🐷 PIG ROAST
💬 Word on the Street
While Rep. Tim Moore purchased Cracker Barrel Old Country Store (CBRL) worth up to $50,000 and the Fed pumped $9.6 billion into markets, insiders at Wheeler Real Estate Investment Trust (WHLR) offloaded a staggering $31.4 trillion—yes, trillion with a T—creating a $31.4 trillion net outflow that makes today's smart money flow look like a fire sale in reverse. The VIX spiked 20.5% to 26.9 as space stocks like Rocket Lab USA (RKLB) and AST SpaceMobile (ASTS) jumped over 10% after hours on NASA moon base rumors, while Arm Holdings (ARM) surged 16.4% betting everything on AI chip perfection. Here's what smart money actually did with their dollars today.
📚 Jargon Buster
CPI
The inflation number your mom actually feels when she buys eggs and screams.
Equity volatility surged into high-fear territory this week, with the VIX climbing 20.5% to reach 26.95, signaling heightened concern in stock markets. In contrast, bond market volatility told a different story, as the MOVE index declined 4.9% to a relatively calm 14.35, suggesting fixed income traders remained composed even as equity investors grew more anxious. This divergence between equity and bond volatility indicates uncertainty may be concentrated in stocks rather than reflecting broader systemic financial stress.

|| Market Sutra ||
"Patience compounds; impatience liquidates."
— Day traders in 2020–2021 lost more with overtrading than with bad ideas
Market breadth remains narrow with only one-third of stocks participating in the advance across major indices, while the transportation sector shows particularly weak internals at just 9% of components trading positively. Defensive sectors like Energy and Utilities are exhibiting the strongest relative performance above 90%, while growth-oriented areas including Consumer Discretionary, Semiconductors, and Financials are experiencing notably weaker participation rates. This divergence between defensive sector strength and growth sector weakness, combined with limited overall breadth, indicates a risk-off positioning across the market.

As of March 18, Fed net liquidity stands at $6.66 trillion, up $9.6 billion from the prior week, indicating a modest expansion in system-wide liquidity conditions that historically correlates with supportive market environments. The next H.4.1 Federal Reserve balance sheet report releases Thursday, March 26, which will show whether this liquidity expansion continues or reverses.
Yesterday's import and export price data delivered substantial upside surprises that bolster the reflation narrative, with import prices jumping 1.3% versus the 0.5% estimate and export prices surging 1.5% against a 0.5% forecast—both more than double expectations and accelerating from February's 0.6% readings, suggesting tariff and dollar dynamics are feeding through more aggressively than economists anticipated. Crude oil inventories built by 6.9 million barrels against expectations for just a 0.5 million barrel increase, marking a second consecutive week of substantial builds totaling over 13 million barrels and pressuring energy prices even as gasoline stocks drew down 2.6 million barrels. Today's initial jobless claims (estimated 210K versus last week's 205K) and tomorrow's Michigan Consumer Sentiment reading—forecast at 54.0, which would mark the lowest level since mid-2022 and down sharply from February's 56.6—will test whether labor market resilience can offset what appears to be a sharp deterioration in consumer confidence amid renewed trade policy uncertainty.
Financial institutions displayed mixed positioning in Q4, with technology and healthcare names drawing both significant additions and reductions—AVGO appeared among the most added (1,999 ETFs) and most reduced (1,507 ETFs), while META saw similar two-way flow (1,835 adds, 1,388 removes). The data suggests active rebalancing rather than clear directional rotation, as equal numbers of ETFs added and removed positions overall, though JNJ's healthcare exposure attracted net institutional buying while V's payment processing saw net distribution.

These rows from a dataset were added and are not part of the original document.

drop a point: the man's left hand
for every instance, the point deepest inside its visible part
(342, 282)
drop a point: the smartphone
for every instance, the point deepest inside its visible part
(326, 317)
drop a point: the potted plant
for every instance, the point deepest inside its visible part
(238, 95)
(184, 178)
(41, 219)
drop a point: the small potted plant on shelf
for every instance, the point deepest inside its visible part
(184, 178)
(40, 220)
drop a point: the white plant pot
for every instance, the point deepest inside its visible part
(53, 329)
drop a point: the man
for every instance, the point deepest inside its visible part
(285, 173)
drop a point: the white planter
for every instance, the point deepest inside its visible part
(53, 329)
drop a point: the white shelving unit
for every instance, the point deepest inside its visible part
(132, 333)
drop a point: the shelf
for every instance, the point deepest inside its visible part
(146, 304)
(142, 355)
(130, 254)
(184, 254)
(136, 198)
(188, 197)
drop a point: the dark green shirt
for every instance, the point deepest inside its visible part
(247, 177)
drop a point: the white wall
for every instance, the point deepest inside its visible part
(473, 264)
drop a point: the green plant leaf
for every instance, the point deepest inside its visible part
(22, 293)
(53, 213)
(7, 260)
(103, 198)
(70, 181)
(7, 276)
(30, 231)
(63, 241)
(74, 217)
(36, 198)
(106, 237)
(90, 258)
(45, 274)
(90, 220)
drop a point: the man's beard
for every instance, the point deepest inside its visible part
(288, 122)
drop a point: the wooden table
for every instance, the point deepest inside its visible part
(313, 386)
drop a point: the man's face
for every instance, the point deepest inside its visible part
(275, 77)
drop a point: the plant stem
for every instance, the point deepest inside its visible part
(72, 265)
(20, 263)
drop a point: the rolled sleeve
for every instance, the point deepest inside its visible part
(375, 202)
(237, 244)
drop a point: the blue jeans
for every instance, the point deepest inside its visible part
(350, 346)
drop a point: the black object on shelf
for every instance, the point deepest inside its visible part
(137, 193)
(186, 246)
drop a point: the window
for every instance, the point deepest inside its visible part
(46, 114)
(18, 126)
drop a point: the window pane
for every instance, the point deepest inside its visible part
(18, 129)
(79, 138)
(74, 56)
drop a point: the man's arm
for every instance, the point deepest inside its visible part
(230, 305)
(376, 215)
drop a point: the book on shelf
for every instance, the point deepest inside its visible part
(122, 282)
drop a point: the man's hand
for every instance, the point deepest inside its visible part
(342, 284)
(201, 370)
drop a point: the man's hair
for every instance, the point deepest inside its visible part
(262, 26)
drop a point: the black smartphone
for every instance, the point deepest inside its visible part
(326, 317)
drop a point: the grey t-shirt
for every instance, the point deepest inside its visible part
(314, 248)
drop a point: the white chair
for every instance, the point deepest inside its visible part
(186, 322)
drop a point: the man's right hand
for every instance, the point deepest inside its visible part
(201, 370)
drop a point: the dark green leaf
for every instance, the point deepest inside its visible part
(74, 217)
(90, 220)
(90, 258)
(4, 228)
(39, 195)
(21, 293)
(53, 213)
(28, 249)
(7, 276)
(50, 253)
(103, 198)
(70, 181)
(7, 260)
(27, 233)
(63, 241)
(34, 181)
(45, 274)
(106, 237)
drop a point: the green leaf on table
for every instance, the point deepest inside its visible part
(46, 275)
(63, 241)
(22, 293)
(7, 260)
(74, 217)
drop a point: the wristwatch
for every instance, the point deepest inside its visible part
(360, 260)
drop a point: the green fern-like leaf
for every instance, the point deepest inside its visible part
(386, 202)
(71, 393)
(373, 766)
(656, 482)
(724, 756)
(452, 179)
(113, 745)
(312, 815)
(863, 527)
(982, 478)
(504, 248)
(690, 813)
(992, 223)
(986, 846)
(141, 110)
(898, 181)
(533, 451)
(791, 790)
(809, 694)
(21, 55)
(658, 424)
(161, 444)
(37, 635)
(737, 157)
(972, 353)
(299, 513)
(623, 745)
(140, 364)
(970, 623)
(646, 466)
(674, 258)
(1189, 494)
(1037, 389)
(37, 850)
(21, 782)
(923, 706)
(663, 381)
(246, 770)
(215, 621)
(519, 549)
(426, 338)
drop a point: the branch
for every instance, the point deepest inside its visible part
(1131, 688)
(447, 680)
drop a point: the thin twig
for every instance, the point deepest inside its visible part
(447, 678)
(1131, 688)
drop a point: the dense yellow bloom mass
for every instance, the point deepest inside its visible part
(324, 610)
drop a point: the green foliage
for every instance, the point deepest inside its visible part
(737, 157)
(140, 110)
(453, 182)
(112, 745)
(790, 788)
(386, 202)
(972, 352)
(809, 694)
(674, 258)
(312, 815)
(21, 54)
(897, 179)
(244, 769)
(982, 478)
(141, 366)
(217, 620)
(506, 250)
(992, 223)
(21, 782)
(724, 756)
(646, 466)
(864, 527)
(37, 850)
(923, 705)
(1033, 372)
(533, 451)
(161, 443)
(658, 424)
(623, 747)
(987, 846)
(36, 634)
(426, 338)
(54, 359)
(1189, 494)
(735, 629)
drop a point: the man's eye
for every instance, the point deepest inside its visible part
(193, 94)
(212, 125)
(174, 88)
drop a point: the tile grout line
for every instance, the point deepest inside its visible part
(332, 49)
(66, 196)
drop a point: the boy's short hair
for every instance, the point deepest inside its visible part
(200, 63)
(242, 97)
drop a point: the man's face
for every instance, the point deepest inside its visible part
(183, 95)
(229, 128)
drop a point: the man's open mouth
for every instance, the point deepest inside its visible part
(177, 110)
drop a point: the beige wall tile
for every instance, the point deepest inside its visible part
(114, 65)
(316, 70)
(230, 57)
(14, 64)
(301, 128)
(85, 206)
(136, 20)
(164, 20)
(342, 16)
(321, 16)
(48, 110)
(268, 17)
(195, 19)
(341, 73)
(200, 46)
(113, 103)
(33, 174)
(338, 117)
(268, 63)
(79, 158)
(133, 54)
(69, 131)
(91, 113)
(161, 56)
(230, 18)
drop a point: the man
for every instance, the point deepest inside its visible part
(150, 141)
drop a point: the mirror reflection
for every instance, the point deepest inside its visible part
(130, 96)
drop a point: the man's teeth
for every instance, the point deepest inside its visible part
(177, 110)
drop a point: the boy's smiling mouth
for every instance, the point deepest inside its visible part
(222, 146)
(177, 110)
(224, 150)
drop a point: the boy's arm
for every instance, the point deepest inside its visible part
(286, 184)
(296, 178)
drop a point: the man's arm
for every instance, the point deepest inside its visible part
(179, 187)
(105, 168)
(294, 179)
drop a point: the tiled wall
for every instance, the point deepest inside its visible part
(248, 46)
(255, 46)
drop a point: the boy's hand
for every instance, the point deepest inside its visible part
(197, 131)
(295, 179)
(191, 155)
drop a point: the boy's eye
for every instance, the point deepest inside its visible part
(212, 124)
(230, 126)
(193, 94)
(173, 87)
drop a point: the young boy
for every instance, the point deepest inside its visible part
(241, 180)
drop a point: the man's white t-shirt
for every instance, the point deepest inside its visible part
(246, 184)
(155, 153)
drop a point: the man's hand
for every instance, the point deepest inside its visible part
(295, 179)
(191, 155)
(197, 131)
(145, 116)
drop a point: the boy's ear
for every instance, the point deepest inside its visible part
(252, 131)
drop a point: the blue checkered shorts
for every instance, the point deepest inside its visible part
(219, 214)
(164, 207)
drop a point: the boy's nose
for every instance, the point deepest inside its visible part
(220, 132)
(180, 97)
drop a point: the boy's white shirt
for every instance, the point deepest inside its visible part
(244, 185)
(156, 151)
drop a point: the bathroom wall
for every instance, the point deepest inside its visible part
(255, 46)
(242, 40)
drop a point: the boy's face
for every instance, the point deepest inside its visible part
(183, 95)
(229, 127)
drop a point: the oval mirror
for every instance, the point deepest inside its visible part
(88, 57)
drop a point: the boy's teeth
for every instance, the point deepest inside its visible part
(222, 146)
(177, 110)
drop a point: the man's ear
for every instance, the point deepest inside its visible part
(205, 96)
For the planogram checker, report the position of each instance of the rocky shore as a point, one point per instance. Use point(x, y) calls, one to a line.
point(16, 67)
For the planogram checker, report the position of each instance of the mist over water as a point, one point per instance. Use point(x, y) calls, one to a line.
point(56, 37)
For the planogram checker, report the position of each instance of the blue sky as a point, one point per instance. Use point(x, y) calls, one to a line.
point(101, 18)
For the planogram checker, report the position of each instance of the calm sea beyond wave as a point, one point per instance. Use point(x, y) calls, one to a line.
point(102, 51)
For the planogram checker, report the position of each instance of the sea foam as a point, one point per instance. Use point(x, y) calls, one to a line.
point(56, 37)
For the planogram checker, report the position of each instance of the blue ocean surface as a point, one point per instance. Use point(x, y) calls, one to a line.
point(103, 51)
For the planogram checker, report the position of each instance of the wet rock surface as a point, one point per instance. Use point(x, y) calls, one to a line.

Rep. Tim Moore purchased shares of CBRL and multiple positions in LGIH, while divesting from DNUT during the reporting period. Rep. David Taylor reduced his CVX holdings through multiple sales, indicating congressional activity concentrated in consumer discretionary and energy sectors.

META reported the highest concentration of insider activity with 42 insiders receiving stock awards, while CRM recorded 8 insider purchases in a coordinated pattern. On the distribution side, DELL saw the widest participation with 196 insiders selling positions totaling $430.0M, followed by FANG where 9 insiders reduced holdings worth $2.2B.

Today's earnings calendar features 416 companies reporting, with accumulation signals detected in SMMA.JK and MDKA.JK ahead of results, while institutional distribution patterns have emerged in TLKM.JK and AMRT.JK. Yesterday's session saw significant volatility with MAZE declining 34.5% and 9992.HK dropping 24.1%, while DRVN surged 20.3%. Smart money positioning shows divergent views on Indonesian equities, with capital flows moving away from telecom and retail names while building in other sectors.